O plenário do Supremo Tribunal Federal (STF) começa, na manhã desta terça-feira (15), a analisar se o ministro Alexandre de Moraes pode ser investigado pela suposta relação com o ex-banqueiro Daniel Vorcaro.
A sessão, marcada para as 10h, será transmitida pela TV Justiça e pela internet. A tramitação ocorre após o plenário ter sido acionado pelo ministro André Mendonça, antigo relator do chamado caso Master, segundo informações da matéria.
A apuração envolve mensagens trocadas entre Vorcaro e um número de celular atribuído ao ministro, identificadas pela Polícia Federal durante a quebra de sigilo do celular do ex-banqueiro, preso na Operação Compliance Zero.
Como se organiza a sessão
Conforme o rito definido pelo presidente do STF e relator do caso, ministro Edson Fachin, a sessão será aberta às 10h, com a leitura da ata da sessão anterior, seguida das saudações de praxe de Fachin aos ministros. Em seguida, Fachin chamará o processo para julgamento e fará a leitura do relatório. A Procuradoria-Geral da República (PGR) terá a palavra, após o que começará a votação.

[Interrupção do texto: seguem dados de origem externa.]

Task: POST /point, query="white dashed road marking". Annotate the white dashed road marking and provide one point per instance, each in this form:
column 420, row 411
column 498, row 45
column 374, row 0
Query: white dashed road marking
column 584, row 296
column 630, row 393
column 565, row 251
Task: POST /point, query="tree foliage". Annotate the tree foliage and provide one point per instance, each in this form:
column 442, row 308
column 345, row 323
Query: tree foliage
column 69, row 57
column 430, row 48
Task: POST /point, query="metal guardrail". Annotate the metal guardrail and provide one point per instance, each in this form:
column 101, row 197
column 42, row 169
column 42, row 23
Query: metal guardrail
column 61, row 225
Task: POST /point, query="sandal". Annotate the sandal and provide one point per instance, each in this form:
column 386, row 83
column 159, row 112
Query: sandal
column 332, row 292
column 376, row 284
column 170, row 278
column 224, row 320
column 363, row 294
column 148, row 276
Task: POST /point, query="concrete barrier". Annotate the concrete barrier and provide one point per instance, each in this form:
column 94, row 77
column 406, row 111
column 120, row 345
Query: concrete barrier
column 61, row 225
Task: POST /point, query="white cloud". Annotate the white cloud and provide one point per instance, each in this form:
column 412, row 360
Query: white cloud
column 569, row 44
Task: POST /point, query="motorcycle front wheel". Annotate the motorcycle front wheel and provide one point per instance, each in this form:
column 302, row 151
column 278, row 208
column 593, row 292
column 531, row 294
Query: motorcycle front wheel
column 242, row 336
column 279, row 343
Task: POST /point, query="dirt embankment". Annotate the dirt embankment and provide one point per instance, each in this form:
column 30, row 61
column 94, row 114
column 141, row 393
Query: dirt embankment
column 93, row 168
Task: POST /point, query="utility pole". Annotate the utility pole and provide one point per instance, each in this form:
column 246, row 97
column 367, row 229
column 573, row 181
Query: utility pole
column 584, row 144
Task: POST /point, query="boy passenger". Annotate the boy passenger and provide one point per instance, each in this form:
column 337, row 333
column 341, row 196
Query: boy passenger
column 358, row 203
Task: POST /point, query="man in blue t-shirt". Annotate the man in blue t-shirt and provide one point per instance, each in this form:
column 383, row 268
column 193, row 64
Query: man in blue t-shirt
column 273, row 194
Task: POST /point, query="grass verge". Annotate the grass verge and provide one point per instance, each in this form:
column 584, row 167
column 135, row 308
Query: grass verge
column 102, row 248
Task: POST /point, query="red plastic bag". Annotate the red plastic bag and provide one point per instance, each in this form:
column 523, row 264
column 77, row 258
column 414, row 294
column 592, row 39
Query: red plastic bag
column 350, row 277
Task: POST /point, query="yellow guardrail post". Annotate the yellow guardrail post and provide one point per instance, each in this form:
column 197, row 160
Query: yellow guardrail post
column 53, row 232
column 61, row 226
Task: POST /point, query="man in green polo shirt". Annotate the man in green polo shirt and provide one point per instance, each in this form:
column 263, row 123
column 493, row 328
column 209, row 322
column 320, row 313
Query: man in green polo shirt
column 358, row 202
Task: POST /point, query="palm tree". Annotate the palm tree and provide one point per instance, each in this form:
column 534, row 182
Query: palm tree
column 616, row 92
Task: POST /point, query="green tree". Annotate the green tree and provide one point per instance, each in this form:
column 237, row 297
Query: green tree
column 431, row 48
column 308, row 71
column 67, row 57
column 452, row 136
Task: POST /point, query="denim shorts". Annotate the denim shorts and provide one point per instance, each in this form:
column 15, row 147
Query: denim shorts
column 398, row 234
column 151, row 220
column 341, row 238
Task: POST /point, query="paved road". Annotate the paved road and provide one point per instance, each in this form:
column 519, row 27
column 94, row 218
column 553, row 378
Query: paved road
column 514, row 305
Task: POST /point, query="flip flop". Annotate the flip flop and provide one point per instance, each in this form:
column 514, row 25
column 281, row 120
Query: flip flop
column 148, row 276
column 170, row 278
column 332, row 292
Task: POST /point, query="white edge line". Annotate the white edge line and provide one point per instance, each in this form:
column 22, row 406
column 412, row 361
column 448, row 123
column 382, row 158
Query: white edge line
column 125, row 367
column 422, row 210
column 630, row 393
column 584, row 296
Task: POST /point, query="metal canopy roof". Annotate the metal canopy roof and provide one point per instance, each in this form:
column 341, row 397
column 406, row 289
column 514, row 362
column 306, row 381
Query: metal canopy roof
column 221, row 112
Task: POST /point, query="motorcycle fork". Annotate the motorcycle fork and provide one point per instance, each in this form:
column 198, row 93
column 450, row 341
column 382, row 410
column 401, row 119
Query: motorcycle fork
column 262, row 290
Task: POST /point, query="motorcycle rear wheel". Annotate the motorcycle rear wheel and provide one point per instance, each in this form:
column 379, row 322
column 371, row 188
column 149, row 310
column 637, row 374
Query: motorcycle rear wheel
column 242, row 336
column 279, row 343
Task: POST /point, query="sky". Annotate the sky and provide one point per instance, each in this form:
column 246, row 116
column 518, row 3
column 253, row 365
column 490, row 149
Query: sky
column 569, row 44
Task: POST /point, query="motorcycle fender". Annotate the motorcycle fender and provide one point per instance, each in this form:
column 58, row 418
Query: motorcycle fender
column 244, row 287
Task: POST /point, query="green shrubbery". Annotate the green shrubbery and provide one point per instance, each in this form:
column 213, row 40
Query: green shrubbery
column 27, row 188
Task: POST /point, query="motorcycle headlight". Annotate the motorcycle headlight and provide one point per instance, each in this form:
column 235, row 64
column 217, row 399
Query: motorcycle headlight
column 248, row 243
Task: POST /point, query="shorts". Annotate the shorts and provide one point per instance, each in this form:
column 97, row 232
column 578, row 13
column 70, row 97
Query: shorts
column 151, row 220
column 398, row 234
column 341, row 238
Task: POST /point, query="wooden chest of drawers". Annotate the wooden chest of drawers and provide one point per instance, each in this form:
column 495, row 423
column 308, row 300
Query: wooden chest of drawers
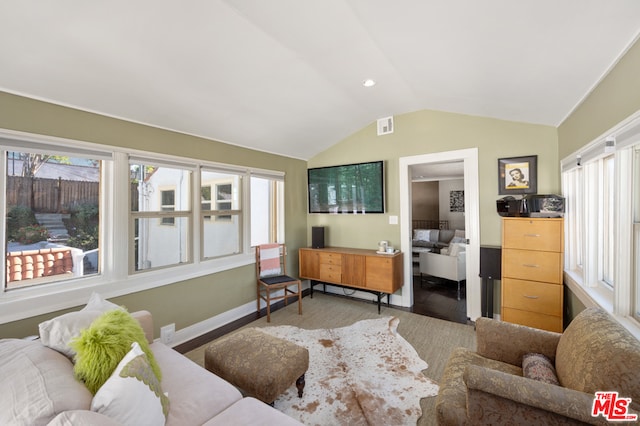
column 532, row 263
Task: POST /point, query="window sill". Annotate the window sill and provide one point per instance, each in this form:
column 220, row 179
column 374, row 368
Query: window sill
column 599, row 298
column 32, row 301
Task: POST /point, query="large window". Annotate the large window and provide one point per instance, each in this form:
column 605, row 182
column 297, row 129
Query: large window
column 52, row 205
column 601, row 184
column 82, row 217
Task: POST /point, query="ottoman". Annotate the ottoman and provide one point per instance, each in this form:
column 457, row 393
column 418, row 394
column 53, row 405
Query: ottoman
column 261, row 365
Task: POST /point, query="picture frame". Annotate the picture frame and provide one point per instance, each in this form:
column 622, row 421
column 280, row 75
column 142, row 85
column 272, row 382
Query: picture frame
column 518, row 175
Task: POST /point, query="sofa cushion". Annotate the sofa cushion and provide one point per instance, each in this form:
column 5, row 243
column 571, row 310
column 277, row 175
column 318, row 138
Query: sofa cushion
column 101, row 347
column 57, row 333
column 595, row 353
column 36, row 384
column 207, row 396
column 445, row 236
column 426, row 235
column 539, row 367
column 424, row 244
column 132, row 395
column 82, row 417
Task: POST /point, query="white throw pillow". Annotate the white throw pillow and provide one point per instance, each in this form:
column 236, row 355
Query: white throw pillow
column 132, row 395
column 421, row 234
column 454, row 249
column 58, row 332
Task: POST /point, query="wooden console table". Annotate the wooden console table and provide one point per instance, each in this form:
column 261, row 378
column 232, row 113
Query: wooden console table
column 365, row 270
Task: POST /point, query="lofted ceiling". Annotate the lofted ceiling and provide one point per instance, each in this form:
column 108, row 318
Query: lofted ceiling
column 285, row 76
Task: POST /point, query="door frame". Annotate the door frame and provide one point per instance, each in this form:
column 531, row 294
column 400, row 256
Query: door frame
column 472, row 222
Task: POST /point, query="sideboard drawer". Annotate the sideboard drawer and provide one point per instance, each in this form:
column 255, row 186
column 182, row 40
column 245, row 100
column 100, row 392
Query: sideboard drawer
column 533, row 234
column 532, row 296
column 331, row 258
column 530, row 265
column 330, row 273
column 532, row 319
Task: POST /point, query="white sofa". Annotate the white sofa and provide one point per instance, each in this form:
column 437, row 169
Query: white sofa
column 447, row 264
column 38, row 388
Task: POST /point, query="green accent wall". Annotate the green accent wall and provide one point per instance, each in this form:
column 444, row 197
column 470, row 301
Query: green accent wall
column 190, row 301
column 426, row 132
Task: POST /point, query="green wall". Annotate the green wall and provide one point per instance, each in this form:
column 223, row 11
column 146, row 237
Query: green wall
column 190, row 301
column 426, row 132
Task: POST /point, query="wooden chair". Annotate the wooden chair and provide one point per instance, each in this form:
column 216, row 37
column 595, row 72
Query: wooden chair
column 271, row 272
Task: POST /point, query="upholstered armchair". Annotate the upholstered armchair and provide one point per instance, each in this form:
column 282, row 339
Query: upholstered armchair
column 488, row 386
column 451, row 265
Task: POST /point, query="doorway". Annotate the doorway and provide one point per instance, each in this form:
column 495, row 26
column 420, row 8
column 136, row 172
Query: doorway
column 469, row 160
column 437, row 210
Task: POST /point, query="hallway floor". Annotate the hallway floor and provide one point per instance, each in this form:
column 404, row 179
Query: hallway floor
column 438, row 298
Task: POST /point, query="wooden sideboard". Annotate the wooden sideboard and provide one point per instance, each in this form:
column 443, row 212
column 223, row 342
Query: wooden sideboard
column 532, row 263
column 366, row 270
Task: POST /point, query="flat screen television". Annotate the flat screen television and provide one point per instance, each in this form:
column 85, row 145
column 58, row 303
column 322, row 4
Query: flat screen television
column 351, row 188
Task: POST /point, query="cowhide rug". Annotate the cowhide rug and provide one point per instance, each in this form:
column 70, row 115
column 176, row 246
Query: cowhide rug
column 363, row 374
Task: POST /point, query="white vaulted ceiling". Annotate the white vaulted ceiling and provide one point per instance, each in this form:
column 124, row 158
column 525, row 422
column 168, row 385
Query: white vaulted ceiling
column 284, row 76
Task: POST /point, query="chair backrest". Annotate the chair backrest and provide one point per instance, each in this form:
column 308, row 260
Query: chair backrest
column 270, row 260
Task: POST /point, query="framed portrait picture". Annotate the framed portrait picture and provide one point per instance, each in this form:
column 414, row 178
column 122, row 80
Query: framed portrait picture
column 518, row 175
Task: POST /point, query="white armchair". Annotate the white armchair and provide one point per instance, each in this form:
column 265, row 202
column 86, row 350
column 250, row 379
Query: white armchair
column 446, row 266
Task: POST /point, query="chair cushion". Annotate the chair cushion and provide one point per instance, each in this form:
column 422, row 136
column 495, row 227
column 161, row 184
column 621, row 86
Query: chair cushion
column 596, row 353
column 278, row 279
column 539, row 367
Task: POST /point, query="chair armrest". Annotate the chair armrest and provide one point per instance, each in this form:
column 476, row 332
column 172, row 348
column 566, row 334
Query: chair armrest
column 507, row 342
column 146, row 321
column 494, row 391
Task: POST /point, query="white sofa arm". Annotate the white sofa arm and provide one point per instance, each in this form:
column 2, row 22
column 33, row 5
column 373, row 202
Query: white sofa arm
column 444, row 266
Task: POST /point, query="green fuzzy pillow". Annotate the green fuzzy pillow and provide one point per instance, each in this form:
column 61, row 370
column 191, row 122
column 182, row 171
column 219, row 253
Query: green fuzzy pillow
column 102, row 346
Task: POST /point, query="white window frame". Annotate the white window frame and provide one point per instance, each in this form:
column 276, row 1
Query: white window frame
column 115, row 278
column 275, row 210
column 585, row 280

O STF não confirmou se Moraes poderá participar da sessão. O plenário é composto por Cristiano Zanin, Flávio Dino, Nunes Marques, Luiz Fux, Cármen Lúcia e Gilmar Mendes, com a possível participação de Dias Toffoli. Toffoli, porém, não está confirmada: ele declarou impedimento em julgamentos sobre o caso Master no início deste ano, após reportagens sobre a sua relação com um resort adquirido por um fundo ligado ao banco.
O histórico do caso e as mensagens
As mensagens entre Vorcaro e Moraes vieram a público após a PF identificar que Vorcaro manteve contato com o número atribuído ao ministro antes de sua prisão, em 17 de novembro do ano anterior. A Polícia Federal capturou as mensagens a partir da quebra do sigilo do celular de Vorcaro, preso na Operação Compliance Zero, que investiga fraudes financeiras no Master e a tentativa de compra da instituição pelo BRB, banco público do Governo do Distrito Federal (GDF).
A investigação aponta que Vorcaro trocou cerca de 50 mensagens com o número ligado a Moraes antes da prisão. Moraes não é relator do caso Master no STF, mas passou a interagir com Vorcaro após o escritório Barci de Moraes, vinculado à família do ministro, prestar serviços ao banco.
Conteúdo das mensagens e consequências legais
Entre as mensagens, há uma data de 15 de novembro de 2025, quando Vorcaro expressou preocupação com o andamento das investigações da PF e citou o procurador-geral Paulo Gonet e o diretor-geral Andrei Rodrigues. Ele questionou se seria possível reverter a situação com esses nomes. Não há indícios, no entanto, de interferência de Gonet ou Andrei nas investigações.
No dia seguinte, o ex-banqueiro mencionou o juiz Ricardo Leite, o que sugeria a possibilidade de um mandado de prisão. Em 17 de novembro, Vorcaro foi preso por determinação de Leite. Meses depois, o caso foi levado ao STF.
Os atos mostram que Moraes não é o relator, mas o contato com Vorcaro ocorreu após serviços prestados pela família do ministro a um banco.
Reações, posições e próximos passos
Desde o início da divulgação, Moraes não se pronunciou publicamente sobre o conteúdo das mensagens. Após o envio das conversas a Fachin, Moraes incluiu Mendonça no inquérito das fake news, acusando-o de direcionar a investigação por motivos políticos; a inclusão, porém, foi desfeita por Fachin.
O procurador-geral Paulo Gonet defendeu a anulação do relatório da PF que encontrou as conversas, alegando que o aprofundamento da apuração só poderia ocorrer com autorização do plenário da Corte. A tramitação pode prever interrupção por questão de ordem apresentada por qualquer ministro ou um eventual pedido de vista para suspender a deliberação.
Entenda: o conteúdo foi levado ao plenário após Mendonça acionar o STF, com base em dados da PF. A Constituição e o Regimento Interno delegam ao plenário a jurisdição sobre membros da Corte.